# Converting recordings

The `rd convert` command turns a raw recording directory (containing
`.svo2` / `.bag` camera files and `robot_data.npz`) into a
a structured dataset directly consumable by policy-training frameworks.

## Usage

```bash
rd convert
```

Running the command opens an interactive fzf selector. Tasks are listed newest
first. Use Tab to toggle individual tasks, Enter to confirm, or select
`*** ALL TASKS ***` at the top to convert everything at once.

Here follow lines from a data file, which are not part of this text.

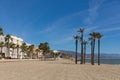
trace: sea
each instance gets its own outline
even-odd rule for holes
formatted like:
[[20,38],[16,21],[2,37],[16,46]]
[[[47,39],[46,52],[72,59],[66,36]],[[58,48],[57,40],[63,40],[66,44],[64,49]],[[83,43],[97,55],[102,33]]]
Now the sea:
[[[91,59],[86,59],[86,62],[90,63]],[[94,60],[95,63],[98,62],[97,59]],[[101,64],[118,64],[120,65],[120,59],[100,59]]]

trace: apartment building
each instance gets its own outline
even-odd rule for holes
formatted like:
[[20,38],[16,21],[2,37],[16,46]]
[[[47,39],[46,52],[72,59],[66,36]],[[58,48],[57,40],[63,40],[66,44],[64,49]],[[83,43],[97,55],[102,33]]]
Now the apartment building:
[[[0,42],[4,42],[5,43],[5,35],[4,36],[0,36]],[[19,38],[19,37],[16,37],[16,36],[11,36],[10,43],[14,43],[15,45],[21,46],[22,43],[23,43],[23,39]],[[20,51],[21,51],[21,49],[19,48],[18,49],[19,57],[21,56]],[[11,57],[11,58],[17,58],[18,57],[17,56],[17,49],[13,50],[12,48],[10,48],[9,53],[8,53],[8,49],[7,49],[6,46],[3,47],[2,53],[5,53],[5,57],[8,57],[8,56]]]

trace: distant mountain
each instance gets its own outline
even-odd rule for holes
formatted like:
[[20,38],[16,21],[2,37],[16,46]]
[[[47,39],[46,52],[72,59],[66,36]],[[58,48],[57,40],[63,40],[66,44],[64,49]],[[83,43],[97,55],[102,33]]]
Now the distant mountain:
[[[61,54],[69,54],[72,55],[72,57],[75,57],[75,52],[74,51],[66,51],[66,50],[58,50],[60,51]],[[80,57],[80,53],[78,53],[78,57]],[[86,58],[90,58],[91,54],[86,54]],[[97,54],[95,54],[95,58],[97,58]],[[120,59],[120,54],[106,54],[106,53],[101,53],[101,58],[103,59]]]
[[[72,57],[75,56],[74,51],[66,51],[66,50],[58,50],[58,51],[60,51],[61,54],[69,54],[69,55],[72,55]],[[80,56],[80,53],[78,53],[78,56]]]

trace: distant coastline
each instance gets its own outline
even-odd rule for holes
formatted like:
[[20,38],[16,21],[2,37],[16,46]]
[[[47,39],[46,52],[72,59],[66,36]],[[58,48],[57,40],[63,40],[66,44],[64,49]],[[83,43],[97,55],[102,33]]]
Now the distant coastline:
[[[120,59],[100,59],[101,64],[120,64]],[[90,59],[86,59],[86,62],[90,63]],[[95,59],[97,63],[97,59]]]
[[[71,55],[75,57],[74,51],[59,50],[61,54]],[[86,62],[90,63],[91,54],[86,54]],[[78,61],[80,60],[80,53],[78,53]],[[97,54],[95,54],[95,63],[97,63]],[[101,64],[120,64],[120,54],[101,54]]]

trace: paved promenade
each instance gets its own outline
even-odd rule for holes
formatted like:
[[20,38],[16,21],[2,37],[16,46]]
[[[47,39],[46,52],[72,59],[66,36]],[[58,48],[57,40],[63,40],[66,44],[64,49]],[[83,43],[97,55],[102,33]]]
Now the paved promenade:
[[120,65],[75,65],[69,60],[0,62],[0,80],[120,80]]

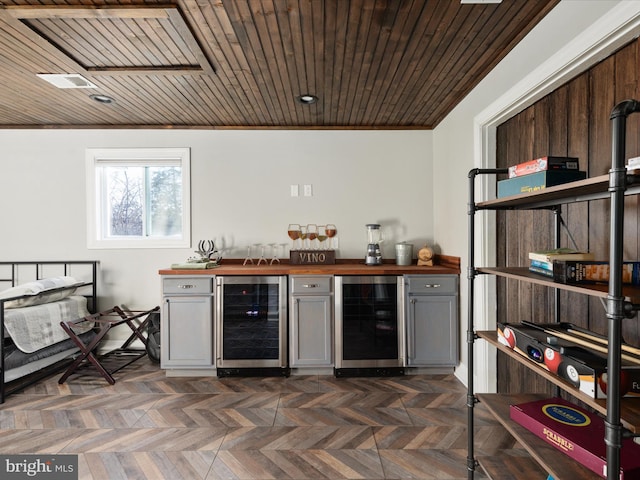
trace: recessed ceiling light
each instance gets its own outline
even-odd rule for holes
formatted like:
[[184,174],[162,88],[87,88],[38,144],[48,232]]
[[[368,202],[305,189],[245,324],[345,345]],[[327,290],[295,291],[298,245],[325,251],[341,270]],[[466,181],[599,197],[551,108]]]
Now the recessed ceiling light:
[[98,88],[78,73],[38,73],[36,76],[58,88]]
[[116,102],[115,99],[107,95],[94,94],[94,95],[89,95],[89,98],[99,103],[115,103]]
[[502,0],[460,0],[460,3],[502,3]]
[[305,93],[303,95],[299,95],[296,97],[298,103],[302,103],[303,105],[311,105],[312,103],[316,103],[318,101],[318,97],[315,95],[311,95],[310,93]]

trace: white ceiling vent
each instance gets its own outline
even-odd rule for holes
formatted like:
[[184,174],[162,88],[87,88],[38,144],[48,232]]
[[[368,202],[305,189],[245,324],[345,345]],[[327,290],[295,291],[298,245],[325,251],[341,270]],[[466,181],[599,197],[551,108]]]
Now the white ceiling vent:
[[58,88],[98,88],[78,73],[38,73],[37,76]]

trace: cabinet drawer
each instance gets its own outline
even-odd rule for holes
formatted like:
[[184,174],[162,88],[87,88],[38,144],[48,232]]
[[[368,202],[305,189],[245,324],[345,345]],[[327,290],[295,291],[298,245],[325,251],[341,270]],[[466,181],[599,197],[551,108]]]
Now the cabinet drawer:
[[457,275],[407,275],[407,293],[422,295],[457,295]]
[[291,293],[292,294],[314,294],[314,293],[331,293],[331,283],[333,277],[327,276],[309,276],[309,277],[291,277]]
[[212,277],[163,278],[162,293],[194,295],[213,292]]

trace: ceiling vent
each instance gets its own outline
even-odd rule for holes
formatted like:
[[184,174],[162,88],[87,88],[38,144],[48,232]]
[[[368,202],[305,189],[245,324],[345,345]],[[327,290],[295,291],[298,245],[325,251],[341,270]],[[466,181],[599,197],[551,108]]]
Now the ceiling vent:
[[58,88],[98,88],[78,73],[39,73],[37,76]]

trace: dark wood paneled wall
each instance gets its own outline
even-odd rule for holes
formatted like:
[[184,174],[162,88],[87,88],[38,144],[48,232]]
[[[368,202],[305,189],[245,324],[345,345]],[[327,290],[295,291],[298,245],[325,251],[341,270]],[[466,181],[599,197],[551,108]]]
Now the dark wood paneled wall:
[[[589,71],[498,127],[497,166],[508,167],[545,155],[580,159],[587,175],[606,174],[611,167],[609,116],[620,101],[640,96],[640,42],[633,41]],[[640,115],[627,120],[627,158],[640,155]],[[625,260],[640,259],[638,199],[626,200]],[[568,205],[562,209],[568,230],[580,249],[609,258],[609,200]],[[500,212],[497,254],[499,266],[525,266],[532,250],[554,247],[554,214],[550,211]],[[566,232],[560,246],[572,246]],[[607,319],[598,299],[569,292],[559,296],[560,319],[595,332],[606,333]],[[556,298],[552,289],[526,282],[499,279],[498,318],[508,322],[554,321]],[[638,317],[626,320],[625,341],[640,346]],[[538,375],[500,354],[498,391],[537,391],[552,394]]]

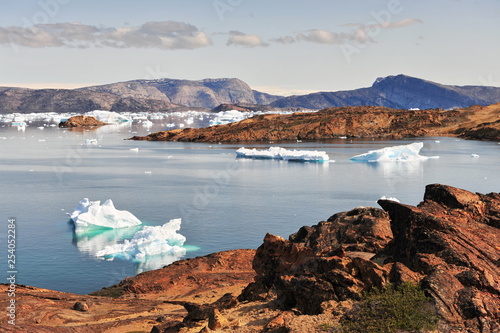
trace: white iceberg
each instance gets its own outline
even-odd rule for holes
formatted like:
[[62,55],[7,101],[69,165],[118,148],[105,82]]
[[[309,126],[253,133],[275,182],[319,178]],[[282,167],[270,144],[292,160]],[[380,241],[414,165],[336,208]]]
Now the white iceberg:
[[218,112],[213,119],[209,121],[209,126],[226,125],[235,123],[253,115],[253,112],[242,112],[237,110]]
[[140,225],[142,222],[126,210],[118,210],[111,199],[102,205],[88,198],[78,203],[70,215],[75,224],[75,233],[91,229],[118,229]]
[[398,200],[398,198],[396,197],[386,197],[385,195],[383,195],[380,200],[390,200],[390,201],[394,201],[394,202],[401,202]]
[[132,239],[106,246],[97,251],[96,256],[106,260],[121,257],[136,262],[154,259],[149,257],[162,257],[162,263],[167,256],[173,262],[186,254],[186,249],[182,247],[186,237],[177,233],[180,228],[181,219],[170,220],[162,226],[144,226]]
[[415,142],[409,145],[385,147],[377,150],[370,150],[367,153],[351,157],[355,162],[393,162],[393,161],[422,161],[439,156],[422,156],[419,154],[424,144]]
[[276,159],[300,162],[326,162],[330,158],[324,151],[317,150],[288,150],[281,147],[271,147],[267,150],[240,148],[236,157],[253,159]]
[[113,111],[94,110],[85,113],[85,115],[95,117],[100,121],[108,124],[118,124],[132,121],[131,118]]

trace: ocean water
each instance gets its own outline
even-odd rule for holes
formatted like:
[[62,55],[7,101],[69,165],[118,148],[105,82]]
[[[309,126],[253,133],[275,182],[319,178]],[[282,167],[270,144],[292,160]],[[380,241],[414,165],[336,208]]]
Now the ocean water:
[[[332,140],[268,144],[139,142],[140,124],[68,131],[32,125],[0,128],[0,266],[7,277],[7,221],[16,219],[17,283],[88,293],[141,271],[162,267],[175,256],[143,262],[95,257],[106,245],[136,230],[77,236],[69,222],[83,198],[112,199],[145,225],[181,218],[187,257],[257,248],[267,232],[288,237],[303,225],[357,206],[375,206],[382,196],[416,205],[424,187],[443,183],[474,192],[500,190],[500,145],[457,138]],[[135,133],[137,132],[137,133]],[[97,144],[85,144],[95,139]],[[423,142],[413,163],[356,163],[350,157],[372,149]],[[324,150],[331,163],[236,159],[235,151],[281,146]],[[138,148],[138,149],[135,149]],[[131,150],[134,149],[134,150]],[[479,157],[471,157],[477,154]],[[6,281],[4,281],[6,282]]]

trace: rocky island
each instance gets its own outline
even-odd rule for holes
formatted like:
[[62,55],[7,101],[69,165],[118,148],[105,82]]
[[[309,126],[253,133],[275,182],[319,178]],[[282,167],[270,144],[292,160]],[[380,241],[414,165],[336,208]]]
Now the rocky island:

By default `rd convert` reads from `./data/raw/` and writes to `./data/processed/`.
Pass `--data-dir` to use a different root:

```bash
rd convert --data-dir /mnt/storage/robot_data
```

### Episode filtering

`rd convert` only processes **successful** demonstrations — recordings marked as
failure or pending in the metadata database are always skipped.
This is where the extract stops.